Die indischen CoinDCX-Mitbegründer der indischen Krypto-Börse Sumit Gupta und Neeraj Khandelwal wurden von der Polizei von Thane im Zusammenhang mit einem mutmaßlichen Krypto-Investitionsbetrug im Wert von 71,6 Lakh (85.000 US-Dollar) festgenommen. Die Klageschrift behauptet Versprechen hoher Renditen und Franchiserechte, während das Unternehmen die Vorwürfe zurückgewiesen hat.

Hier sind die wichtigsten Details dieses Betrugsfalls.

Anzeige (FIR) behauptet Investitions- und Franchiseversprechen

Laut der Klageschrift stammt der Fall aus einer am 16. März eingereichten FIR eines 42-jährigen Versicherungsberaters aus Mumbra. Er behauptet, er sei um ₹71,6 Lakh (etwa 85.000 US-Dollar) betrogen worden.

Unterdessen wurde das Opfer zwischen August 2025 und Februar 2026 mit Versprechen hoher Renditen und einer Franchise-Chance im Zusammenhang mit CoinDCX angesprochen.

Die Polizei teilte mit, dass sechs Personen in der Anzeige genannt werden, mit Anklagen wie krimineller Vertrauensbruch nach dem Bharatiya Nyaya Sanhita. Die Gelder wurden angeblich sowohl bar als auch per Banküberweisung eingesammelt, aber es wurden keine Rückgaben oder Franchise-Rechte gewährt. Der Angeklagte wurde später unerreichbar, fügte die Klageschrift hinzu.

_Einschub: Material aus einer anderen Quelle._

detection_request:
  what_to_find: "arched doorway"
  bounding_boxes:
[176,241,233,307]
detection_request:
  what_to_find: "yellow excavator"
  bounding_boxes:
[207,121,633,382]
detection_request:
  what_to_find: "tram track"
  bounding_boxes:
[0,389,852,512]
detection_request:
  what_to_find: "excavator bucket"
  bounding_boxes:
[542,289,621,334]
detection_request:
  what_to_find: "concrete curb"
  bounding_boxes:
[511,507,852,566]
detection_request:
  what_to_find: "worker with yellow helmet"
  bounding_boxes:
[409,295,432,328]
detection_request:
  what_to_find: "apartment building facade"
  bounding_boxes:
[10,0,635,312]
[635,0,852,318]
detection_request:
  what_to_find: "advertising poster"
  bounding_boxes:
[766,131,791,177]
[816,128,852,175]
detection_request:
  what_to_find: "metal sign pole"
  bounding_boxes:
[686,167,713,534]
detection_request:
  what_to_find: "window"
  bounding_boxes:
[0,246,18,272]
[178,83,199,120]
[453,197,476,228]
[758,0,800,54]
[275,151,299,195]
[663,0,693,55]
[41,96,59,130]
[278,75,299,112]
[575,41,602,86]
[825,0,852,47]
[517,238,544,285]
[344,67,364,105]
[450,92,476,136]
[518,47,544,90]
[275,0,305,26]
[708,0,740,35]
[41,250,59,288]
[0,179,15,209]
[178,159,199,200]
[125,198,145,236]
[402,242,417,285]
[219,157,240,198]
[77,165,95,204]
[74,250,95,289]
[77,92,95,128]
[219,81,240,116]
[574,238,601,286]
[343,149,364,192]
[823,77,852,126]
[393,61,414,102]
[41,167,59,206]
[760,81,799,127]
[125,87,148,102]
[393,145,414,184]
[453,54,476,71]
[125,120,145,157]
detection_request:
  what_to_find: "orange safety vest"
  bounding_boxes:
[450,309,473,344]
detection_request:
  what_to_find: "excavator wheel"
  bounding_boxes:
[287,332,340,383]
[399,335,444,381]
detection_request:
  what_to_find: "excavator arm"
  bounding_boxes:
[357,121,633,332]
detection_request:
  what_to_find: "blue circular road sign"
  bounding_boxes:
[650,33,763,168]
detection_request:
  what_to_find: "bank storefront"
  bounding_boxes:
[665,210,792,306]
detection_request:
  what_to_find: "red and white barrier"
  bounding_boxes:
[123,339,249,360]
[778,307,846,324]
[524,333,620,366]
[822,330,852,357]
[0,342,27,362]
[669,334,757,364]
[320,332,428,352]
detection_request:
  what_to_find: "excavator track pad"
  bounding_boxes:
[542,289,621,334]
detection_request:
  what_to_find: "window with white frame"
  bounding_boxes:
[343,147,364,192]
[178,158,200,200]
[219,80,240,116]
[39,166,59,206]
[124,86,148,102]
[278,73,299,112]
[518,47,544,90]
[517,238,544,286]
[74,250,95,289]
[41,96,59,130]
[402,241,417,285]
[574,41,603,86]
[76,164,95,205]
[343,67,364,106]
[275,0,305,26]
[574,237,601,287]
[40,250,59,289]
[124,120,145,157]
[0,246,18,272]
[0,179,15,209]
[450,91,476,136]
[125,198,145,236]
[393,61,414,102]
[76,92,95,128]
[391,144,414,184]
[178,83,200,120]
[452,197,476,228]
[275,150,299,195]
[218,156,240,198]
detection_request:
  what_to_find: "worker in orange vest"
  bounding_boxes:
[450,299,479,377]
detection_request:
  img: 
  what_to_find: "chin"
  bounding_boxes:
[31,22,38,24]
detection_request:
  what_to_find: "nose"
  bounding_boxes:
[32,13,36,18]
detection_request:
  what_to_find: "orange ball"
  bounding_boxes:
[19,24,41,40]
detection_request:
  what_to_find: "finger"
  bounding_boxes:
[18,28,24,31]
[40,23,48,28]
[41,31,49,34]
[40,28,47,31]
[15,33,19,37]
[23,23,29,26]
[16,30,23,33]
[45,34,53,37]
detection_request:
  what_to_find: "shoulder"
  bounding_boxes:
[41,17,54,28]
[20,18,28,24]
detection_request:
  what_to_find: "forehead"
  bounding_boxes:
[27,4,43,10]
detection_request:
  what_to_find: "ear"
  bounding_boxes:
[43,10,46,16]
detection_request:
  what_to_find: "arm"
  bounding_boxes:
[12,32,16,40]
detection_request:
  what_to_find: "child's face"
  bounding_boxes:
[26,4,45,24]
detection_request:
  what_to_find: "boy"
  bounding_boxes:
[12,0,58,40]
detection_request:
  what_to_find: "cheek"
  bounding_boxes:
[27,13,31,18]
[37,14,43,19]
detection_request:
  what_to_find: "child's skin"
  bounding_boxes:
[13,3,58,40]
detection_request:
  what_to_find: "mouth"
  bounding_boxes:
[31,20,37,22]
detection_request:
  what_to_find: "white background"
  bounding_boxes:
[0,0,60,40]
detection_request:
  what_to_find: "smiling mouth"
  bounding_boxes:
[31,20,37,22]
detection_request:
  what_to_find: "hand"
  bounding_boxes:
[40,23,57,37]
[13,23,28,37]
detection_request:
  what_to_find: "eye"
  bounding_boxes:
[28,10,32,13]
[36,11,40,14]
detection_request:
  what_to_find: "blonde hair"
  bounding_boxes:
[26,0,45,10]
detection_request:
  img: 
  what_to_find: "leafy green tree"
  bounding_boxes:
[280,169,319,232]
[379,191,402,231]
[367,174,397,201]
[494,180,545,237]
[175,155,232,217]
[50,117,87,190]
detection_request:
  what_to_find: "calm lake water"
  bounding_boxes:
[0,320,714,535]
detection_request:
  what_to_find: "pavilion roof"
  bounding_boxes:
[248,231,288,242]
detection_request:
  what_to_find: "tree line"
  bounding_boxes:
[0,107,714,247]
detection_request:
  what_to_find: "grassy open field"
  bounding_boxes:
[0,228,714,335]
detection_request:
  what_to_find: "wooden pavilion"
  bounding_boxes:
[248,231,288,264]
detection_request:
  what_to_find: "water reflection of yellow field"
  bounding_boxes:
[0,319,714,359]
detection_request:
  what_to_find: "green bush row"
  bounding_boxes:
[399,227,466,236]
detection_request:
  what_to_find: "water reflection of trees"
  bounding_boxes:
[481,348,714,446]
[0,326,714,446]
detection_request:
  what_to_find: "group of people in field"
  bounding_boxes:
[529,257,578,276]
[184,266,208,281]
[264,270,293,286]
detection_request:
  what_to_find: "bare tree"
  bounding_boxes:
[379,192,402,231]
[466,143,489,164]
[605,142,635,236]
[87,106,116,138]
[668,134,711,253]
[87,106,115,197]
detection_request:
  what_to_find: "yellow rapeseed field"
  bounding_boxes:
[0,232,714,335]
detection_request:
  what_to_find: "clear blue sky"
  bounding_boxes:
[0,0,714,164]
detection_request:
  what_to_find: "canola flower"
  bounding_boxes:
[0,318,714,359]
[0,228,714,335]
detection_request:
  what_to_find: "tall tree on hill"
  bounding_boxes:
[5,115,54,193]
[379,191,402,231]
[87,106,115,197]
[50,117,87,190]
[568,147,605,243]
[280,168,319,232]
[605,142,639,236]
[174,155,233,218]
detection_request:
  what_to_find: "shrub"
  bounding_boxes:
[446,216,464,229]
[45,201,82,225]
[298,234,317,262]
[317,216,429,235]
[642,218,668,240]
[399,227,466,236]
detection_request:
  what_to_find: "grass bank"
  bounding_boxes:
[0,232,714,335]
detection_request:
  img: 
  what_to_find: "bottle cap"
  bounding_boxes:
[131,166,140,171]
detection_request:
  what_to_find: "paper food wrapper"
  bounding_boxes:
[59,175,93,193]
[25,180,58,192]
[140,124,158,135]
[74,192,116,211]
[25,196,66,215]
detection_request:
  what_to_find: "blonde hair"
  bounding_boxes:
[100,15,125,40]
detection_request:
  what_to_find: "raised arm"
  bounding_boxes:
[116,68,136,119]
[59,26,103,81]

Sumit Gupta und Neeraj Khandelwal wurden am Samstag von der Polizei von Thane festgenommen, als beide in Bengaluru abgeholt und vor ein Feiertagsgericht in Thane gestellt wurden, während das Gericht sie bis zum 23. März in Polizeigewahrsam übergab.

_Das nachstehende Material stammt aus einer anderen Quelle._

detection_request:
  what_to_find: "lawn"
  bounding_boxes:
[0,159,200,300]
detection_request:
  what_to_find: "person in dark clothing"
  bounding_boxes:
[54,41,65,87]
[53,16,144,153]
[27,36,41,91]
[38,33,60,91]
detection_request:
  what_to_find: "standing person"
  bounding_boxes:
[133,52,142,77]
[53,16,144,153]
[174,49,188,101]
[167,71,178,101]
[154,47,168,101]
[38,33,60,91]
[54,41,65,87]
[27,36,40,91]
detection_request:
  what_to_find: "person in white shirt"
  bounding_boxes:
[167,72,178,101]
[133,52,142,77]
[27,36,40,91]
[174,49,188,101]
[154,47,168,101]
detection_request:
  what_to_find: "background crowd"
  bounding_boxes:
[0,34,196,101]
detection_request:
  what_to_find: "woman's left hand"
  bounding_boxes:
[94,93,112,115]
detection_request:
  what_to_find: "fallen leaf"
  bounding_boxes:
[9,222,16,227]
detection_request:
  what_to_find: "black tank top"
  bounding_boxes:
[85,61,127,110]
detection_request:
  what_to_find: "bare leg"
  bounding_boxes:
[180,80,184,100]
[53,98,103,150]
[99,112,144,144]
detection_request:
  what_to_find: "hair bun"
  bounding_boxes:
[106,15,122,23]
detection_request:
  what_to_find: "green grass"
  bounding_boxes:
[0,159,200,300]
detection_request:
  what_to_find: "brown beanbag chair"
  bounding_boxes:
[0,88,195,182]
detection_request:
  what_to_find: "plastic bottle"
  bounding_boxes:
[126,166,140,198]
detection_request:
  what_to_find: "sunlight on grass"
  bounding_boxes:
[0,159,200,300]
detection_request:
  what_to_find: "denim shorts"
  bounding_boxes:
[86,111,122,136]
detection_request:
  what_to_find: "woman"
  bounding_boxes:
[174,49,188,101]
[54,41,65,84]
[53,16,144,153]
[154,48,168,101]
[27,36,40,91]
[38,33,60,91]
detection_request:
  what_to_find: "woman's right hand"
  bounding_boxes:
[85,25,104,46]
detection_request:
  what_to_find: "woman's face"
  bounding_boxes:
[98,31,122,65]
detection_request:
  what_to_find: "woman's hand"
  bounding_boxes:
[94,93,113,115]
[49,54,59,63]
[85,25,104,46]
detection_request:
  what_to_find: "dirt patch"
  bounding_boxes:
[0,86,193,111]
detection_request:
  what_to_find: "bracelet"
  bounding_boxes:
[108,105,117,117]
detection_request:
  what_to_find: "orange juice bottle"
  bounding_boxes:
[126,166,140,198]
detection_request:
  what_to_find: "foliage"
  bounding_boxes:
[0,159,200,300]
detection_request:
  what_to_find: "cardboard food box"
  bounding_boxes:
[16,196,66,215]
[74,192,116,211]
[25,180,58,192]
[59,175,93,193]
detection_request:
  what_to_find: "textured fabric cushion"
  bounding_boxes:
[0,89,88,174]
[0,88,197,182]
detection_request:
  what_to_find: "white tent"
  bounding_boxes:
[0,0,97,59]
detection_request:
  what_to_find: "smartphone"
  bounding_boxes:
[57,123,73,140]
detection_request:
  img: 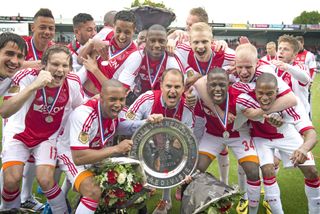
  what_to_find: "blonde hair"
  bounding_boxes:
[278,34,300,54]
[235,43,258,59]
[190,22,213,37]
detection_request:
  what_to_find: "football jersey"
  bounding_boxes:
[87,38,137,91]
[175,44,235,75]
[4,69,83,147]
[236,94,313,139]
[119,50,183,93]
[276,62,310,114]
[23,36,54,61]
[126,90,194,129]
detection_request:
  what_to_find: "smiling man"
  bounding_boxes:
[2,46,83,213]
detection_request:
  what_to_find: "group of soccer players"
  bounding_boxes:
[0,5,320,213]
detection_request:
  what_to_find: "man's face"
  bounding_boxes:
[74,21,97,45]
[44,52,71,88]
[146,30,167,59]
[31,16,55,45]
[235,54,258,83]
[277,42,297,63]
[186,14,200,32]
[207,73,229,104]
[100,86,126,119]
[190,31,212,62]
[255,82,278,111]
[0,42,25,78]
[114,20,135,49]
[160,73,184,109]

CoinDCX weist Anklagen zurück und verweist auf Imitation

CoinDCX lehnte die Anzeige ab und erklärte sie für falsch. Das Unternehmen erklärte, der Fall sei Teil eines größeren Betrugs, bei dem Betrüger sich als Gründer und Marke ausgeben.

Laut dem Unternehmen sind die Behauptungen, dass Gelder auf verknüpfte Konten überwiesen werden, falsch. Darin hieß es, dass diese Konten keine Verbindung zu CoinDCX haben.

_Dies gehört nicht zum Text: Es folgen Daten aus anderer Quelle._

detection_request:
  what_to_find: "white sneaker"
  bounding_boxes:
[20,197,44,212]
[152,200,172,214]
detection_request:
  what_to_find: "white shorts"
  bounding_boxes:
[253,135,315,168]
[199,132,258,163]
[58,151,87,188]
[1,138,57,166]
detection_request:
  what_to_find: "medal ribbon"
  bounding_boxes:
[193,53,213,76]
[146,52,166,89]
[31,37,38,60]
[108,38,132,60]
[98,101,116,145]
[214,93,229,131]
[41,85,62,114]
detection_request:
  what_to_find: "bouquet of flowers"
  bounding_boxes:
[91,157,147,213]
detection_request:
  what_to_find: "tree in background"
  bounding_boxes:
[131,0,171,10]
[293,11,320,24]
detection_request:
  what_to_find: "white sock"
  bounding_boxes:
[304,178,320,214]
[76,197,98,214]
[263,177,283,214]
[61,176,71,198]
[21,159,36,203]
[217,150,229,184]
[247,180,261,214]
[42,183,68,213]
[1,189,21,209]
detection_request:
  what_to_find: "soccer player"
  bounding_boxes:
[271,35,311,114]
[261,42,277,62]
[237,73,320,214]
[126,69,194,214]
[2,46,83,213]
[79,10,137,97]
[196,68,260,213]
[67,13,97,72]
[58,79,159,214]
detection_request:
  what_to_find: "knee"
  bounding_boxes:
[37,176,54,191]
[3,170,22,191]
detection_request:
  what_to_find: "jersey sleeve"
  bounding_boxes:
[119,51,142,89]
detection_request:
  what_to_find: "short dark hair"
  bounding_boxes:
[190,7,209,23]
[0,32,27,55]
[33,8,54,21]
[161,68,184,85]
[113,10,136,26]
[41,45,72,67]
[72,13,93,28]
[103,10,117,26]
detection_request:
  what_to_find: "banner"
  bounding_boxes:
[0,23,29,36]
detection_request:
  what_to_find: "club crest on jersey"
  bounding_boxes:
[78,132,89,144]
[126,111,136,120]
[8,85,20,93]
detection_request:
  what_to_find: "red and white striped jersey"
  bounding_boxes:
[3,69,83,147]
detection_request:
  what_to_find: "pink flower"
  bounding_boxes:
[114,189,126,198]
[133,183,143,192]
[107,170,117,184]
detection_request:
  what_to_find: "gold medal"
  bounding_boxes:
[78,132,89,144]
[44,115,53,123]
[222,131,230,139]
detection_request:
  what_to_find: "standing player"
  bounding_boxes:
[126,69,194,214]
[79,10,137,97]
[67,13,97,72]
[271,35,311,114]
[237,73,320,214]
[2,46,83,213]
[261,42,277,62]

Das Unternehmen stellte ein Muster fest. Zwischen dem 1. April 2024 und dem 5. Januar 2026 meldete das Unternehmen über 1.212 gefälschte Webseiten, die seine Marke kopierten. Eine solche Domäne, coindcx.pro, wird vermutet, Teil dieses Falls zu sein.

CoinDCX fügte hinzu, dass der Beschwerdeführer das Unternehmen vor der Einreichung der Anzeige nicht kontaktiert habe und möglicherweise mit einer betrügerischen Plattform interagiert habe.

Laufende Untersuchung

Die Ermittlungen sind weiterhin aktiv. Die Polizei befragte die Gründer zunächst auf der Polizeistation Bellandur, bevor sie mit der Festnahme fortfuhr. Die Behörden prüfen nun finanzielle Spuren und Kommunikationsunterlagen.

CoinDCX erklärte, dass es vollständig mit den Strafverfolgungsbehörden kooperiere und die Nutzer aufforderte, vorsichtig bei Betrugsversuchen mit Krypto-Investoren zu sein.

CoinDCX steht nach der Festnahme im Rampenlicht

Die Festnahme erfolgt in einer schwierigen Zeit für den Austausch. Im Juli 2025 sah sich CoinDCX einem 44-Millionen-Dollar-Exploit ausgesetzt, nachdem Malware ein internes System kompromittiert hatte. Das Unternehmen übernahm den Verlust, und die Nutzermittel waren nicht betroffen.

CoinDCX wurde 2018 gegründet und berichtet von mehr als 20 Millionen Nutzern und einem annualisierten Handelsvolumen von etwa 165 Milliarden US-Dollar. Die Plattform erreichte eine Bewertung von 2,45 Milliarden US-Dollar nach einer Investition von Coinbase Ventures im Oktober 2025.

Die Vorwürfe wurden vor Gericht nicht bewiesen, und der Fall wird weiterhin untersucht.